The Louisville Metro Council is mulling the idea of a government-owned broadband network (GON). This would be an inappropriate and irresponsible use of hard-earned taxpayer dollars.
The roughly $5.4 million GON plan before the Council would span 90 miles in Jefferson County, with the majority of its footprint overbuilding KentuckyWired – a more than $330 million statewide GON currently being constructed.
While proponents of government Internet have painted a very rosy picture of the Louisville GON plan, residents of the city should not take the bait. Dozens of examples nationwide have proven GONs are a terrible deal for taxpayers. GONs in Bristol, Virginia; Memphis, Tennessee; Marietta, Georgia and many other cities failed, and then were all sold for pennies on the dollar, leaving taxpayers on the hook for millions.
Why did all of these undertakings end in similar tragedy?
Government entities are not capable of building out and maintaining broadband networks, as they lack the expertise and resources necessary to remain up-to-date in such a rapidly changing industry. This truth is already being echoed in Louisville, as the plan pending before the Metro Council notes that half of total project dollars will be spent in the last 6.6 miles alone, a claim that private industry experts cannot piece together.
These experts have thoroughly reviewed this small stretch of land, and concluded that at least three quarters of construction in the area would be above ground. To put this point in context, the experts explained that even if the 6.6 miles required the extreme of digging up the streets, laying the fiber, and then rebuilding the streets – a method that would only be required to run fiber to the home, which is not nearly as far as the Louisville plan is intended to go – private providers estimate it should still cost about $1 million less than the city’s projected expense.
The Louisville Council, like many others that have attempted to play in the broadband industry, is way out of its element.
In addition to the Louisville GON plan being a very risky way to spend taxpayer dollars, it is also wildly inappropriate. Currently, more than 35 providers offer service in Louisville. And thanks to their commitment and investments to the area over the years, 99.9 percent of Jefferson County’s population has access to speeds of 50 Mbps. While some purport adding a GON to the mix would simply result in more competition and choices for consumers, that is a very shallow perspective.

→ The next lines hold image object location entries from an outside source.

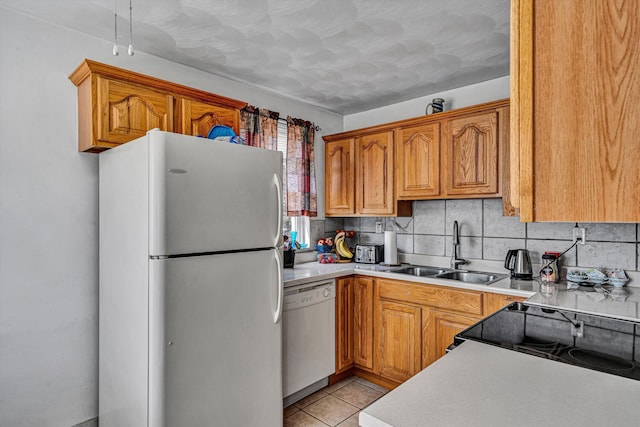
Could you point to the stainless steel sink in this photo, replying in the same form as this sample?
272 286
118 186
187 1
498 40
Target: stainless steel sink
471 277
421 271
476 277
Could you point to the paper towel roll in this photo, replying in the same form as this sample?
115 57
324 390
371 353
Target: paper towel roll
390 247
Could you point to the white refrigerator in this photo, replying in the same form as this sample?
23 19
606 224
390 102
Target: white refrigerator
190 302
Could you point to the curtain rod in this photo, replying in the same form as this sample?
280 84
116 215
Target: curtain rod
317 128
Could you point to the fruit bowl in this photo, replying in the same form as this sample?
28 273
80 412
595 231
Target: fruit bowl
327 258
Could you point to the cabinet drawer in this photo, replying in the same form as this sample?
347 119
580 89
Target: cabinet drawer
468 302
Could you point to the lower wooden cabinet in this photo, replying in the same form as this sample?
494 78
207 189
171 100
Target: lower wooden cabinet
344 324
363 322
398 340
494 302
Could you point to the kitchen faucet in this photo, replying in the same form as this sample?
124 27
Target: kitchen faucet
455 261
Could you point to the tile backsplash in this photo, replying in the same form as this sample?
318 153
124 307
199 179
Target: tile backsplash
487 235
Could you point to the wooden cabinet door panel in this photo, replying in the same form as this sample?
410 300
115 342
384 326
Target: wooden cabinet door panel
440 327
129 111
472 154
418 161
197 118
374 180
432 295
363 322
577 126
398 340
339 177
344 323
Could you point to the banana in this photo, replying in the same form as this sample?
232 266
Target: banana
344 250
338 242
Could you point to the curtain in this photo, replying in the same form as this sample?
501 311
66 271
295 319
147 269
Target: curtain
301 174
259 127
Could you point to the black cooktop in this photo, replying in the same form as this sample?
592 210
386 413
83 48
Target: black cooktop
589 341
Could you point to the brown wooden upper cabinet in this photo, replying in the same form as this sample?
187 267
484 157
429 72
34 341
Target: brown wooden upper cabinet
339 172
575 86
359 175
116 106
374 179
418 161
456 154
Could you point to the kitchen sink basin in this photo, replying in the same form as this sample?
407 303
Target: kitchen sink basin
476 277
421 271
471 277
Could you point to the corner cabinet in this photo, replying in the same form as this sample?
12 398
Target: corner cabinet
471 154
457 154
575 86
339 172
388 330
398 340
116 106
363 322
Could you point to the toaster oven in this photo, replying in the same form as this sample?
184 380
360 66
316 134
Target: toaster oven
369 254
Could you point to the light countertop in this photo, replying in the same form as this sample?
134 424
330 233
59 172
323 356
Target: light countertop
482 385
621 303
311 271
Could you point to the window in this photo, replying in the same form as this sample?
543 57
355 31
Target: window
300 224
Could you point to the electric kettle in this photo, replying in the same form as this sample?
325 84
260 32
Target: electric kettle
519 262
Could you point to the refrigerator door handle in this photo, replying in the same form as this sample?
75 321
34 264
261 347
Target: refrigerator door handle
278 184
280 284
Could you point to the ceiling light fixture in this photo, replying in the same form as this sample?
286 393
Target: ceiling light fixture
130 50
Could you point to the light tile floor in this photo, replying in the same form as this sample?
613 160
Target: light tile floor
336 405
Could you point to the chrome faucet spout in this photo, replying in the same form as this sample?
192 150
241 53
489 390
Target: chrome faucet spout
456 262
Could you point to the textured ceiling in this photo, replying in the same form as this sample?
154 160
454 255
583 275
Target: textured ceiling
343 55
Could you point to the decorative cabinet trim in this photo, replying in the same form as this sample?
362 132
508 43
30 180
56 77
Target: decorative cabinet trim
461 153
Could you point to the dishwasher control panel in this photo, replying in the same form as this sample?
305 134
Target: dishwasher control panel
309 294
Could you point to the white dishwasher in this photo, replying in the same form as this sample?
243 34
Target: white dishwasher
308 337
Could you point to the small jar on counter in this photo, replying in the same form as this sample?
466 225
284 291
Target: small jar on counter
549 271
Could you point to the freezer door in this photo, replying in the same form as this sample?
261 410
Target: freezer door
208 196
215 341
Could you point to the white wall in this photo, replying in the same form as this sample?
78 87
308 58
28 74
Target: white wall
48 215
490 90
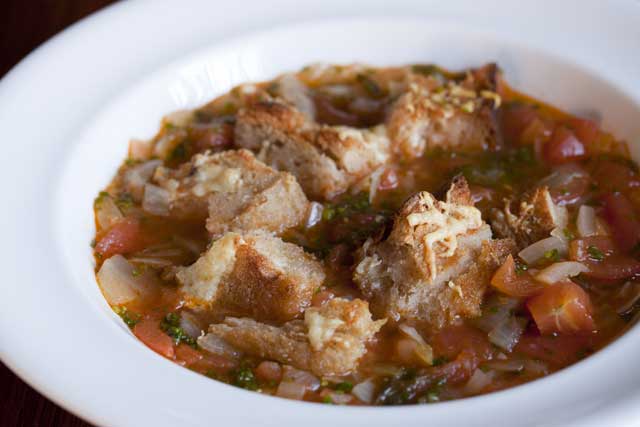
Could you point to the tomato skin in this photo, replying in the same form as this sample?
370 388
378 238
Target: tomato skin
620 215
562 308
509 282
585 130
563 147
148 331
123 237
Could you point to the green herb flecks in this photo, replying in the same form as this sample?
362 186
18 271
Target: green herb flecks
129 318
171 326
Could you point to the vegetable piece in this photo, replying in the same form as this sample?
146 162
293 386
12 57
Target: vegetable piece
506 334
563 147
560 271
365 391
586 222
148 331
508 281
543 249
118 282
268 371
124 237
620 215
156 200
478 381
562 308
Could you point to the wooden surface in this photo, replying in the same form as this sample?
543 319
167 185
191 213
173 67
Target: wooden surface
24 25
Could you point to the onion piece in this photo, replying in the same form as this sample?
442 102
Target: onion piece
107 212
586 222
560 271
507 334
291 390
216 345
118 282
308 380
365 391
422 350
478 381
156 200
536 251
315 214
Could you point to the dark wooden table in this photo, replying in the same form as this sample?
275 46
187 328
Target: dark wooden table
24 25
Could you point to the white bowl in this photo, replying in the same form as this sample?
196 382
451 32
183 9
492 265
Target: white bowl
69 109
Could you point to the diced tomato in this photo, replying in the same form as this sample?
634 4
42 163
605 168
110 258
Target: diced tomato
563 147
124 237
149 332
620 215
187 354
388 180
515 119
507 280
613 176
557 350
585 130
563 308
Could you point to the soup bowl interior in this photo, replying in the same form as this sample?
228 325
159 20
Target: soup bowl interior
135 376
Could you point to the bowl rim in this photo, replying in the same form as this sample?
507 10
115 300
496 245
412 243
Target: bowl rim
30 69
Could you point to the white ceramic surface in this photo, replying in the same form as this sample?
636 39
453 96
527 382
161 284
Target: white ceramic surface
69 109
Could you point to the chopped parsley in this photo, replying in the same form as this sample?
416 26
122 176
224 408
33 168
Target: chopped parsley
595 253
245 378
129 318
171 326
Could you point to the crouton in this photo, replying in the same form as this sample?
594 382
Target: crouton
529 219
253 274
234 191
329 341
450 115
326 160
436 262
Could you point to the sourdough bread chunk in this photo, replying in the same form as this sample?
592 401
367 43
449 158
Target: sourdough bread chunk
253 274
530 218
435 264
234 191
451 115
326 160
329 341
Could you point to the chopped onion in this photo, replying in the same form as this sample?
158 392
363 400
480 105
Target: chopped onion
559 271
156 200
315 214
536 367
506 365
507 334
536 251
190 324
586 222
291 390
216 345
496 310
118 282
107 212
365 391
478 381
305 378
136 177
422 350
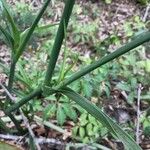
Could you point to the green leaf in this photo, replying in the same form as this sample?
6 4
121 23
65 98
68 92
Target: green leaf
114 128
89 129
81 132
61 117
15 30
9 39
123 86
75 131
70 112
49 111
4 145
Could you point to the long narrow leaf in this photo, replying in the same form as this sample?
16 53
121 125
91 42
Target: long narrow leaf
31 30
9 39
58 41
103 118
142 38
15 30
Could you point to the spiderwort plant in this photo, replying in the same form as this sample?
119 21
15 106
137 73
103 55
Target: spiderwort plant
62 88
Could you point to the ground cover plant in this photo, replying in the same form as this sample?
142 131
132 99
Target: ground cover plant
55 86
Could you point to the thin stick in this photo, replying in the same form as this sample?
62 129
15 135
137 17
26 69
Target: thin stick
138 113
23 117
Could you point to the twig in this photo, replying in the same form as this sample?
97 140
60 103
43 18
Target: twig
23 117
138 113
146 13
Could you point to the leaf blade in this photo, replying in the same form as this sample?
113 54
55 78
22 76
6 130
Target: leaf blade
103 118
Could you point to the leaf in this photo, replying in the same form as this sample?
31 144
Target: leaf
4 145
15 30
75 130
8 37
81 132
70 112
89 129
114 128
123 87
61 117
49 111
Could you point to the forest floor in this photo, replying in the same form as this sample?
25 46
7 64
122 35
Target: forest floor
110 19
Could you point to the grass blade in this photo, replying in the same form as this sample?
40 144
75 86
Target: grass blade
31 30
114 128
15 31
142 38
58 41
9 39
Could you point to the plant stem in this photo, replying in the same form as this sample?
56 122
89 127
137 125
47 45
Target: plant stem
17 124
3 127
58 40
142 38
11 75
31 30
24 100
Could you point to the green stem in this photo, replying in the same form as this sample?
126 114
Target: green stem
58 41
24 100
144 37
31 30
11 75
17 124
4 127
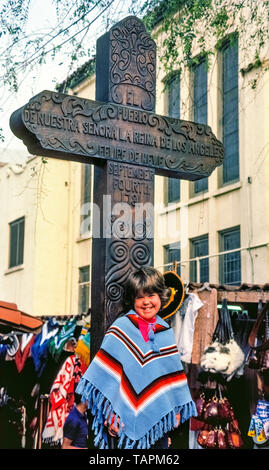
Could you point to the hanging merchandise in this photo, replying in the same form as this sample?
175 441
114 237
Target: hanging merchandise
40 348
258 357
218 426
183 325
205 322
223 355
62 400
12 344
259 424
59 340
83 345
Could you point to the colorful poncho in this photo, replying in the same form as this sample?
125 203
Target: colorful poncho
142 383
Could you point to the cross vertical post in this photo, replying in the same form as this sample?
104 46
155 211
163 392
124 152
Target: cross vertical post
125 75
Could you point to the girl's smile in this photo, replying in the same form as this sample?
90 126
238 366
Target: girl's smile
147 305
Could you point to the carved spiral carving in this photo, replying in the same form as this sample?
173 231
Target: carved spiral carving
140 255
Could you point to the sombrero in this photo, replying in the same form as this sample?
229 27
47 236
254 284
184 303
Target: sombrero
176 285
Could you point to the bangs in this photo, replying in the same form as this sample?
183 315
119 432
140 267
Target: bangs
145 280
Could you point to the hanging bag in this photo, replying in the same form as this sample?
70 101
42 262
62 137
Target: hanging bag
258 357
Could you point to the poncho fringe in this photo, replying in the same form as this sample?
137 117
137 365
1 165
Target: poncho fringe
102 410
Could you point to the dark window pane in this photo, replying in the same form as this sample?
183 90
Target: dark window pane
173 189
174 111
199 247
230 264
230 112
174 97
200 109
171 254
16 243
84 288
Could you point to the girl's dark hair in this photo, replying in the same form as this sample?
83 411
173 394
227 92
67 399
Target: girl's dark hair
148 280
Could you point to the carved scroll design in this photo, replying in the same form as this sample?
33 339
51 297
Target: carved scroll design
132 61
123 259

GONs unfairly compete with private providers because government entities can subsidize costs with tax dollars, and thus charge consumers below the cost of service. Private sector providers, on the other hand, cannot do this because it would drive them out of business. As such, private providers are discouraged from expanding, investing, and remaining in areas where GONs are present, as their odds of success are hindered by unfair competition from an entity that doesn’t need to turn a profit.
Since it is vigorous competition between providers that spurs innovation, improves quality of service and drives prices down, GONs leave consumers at risk for fewer choices, outmoded technology and deteriorating service.
There is no justification for pouring millions of hard-earned taxpayer dollars into “competition” with the private sector. Doing so would inflict a great deal of harm on taxpayers and consumers in Louisville, and chill innovation.
If the Metro Council truly wants to improve broadband service in Louisville, they should put the GON plan to halt, get out of the way, and allow the private sector to thrive.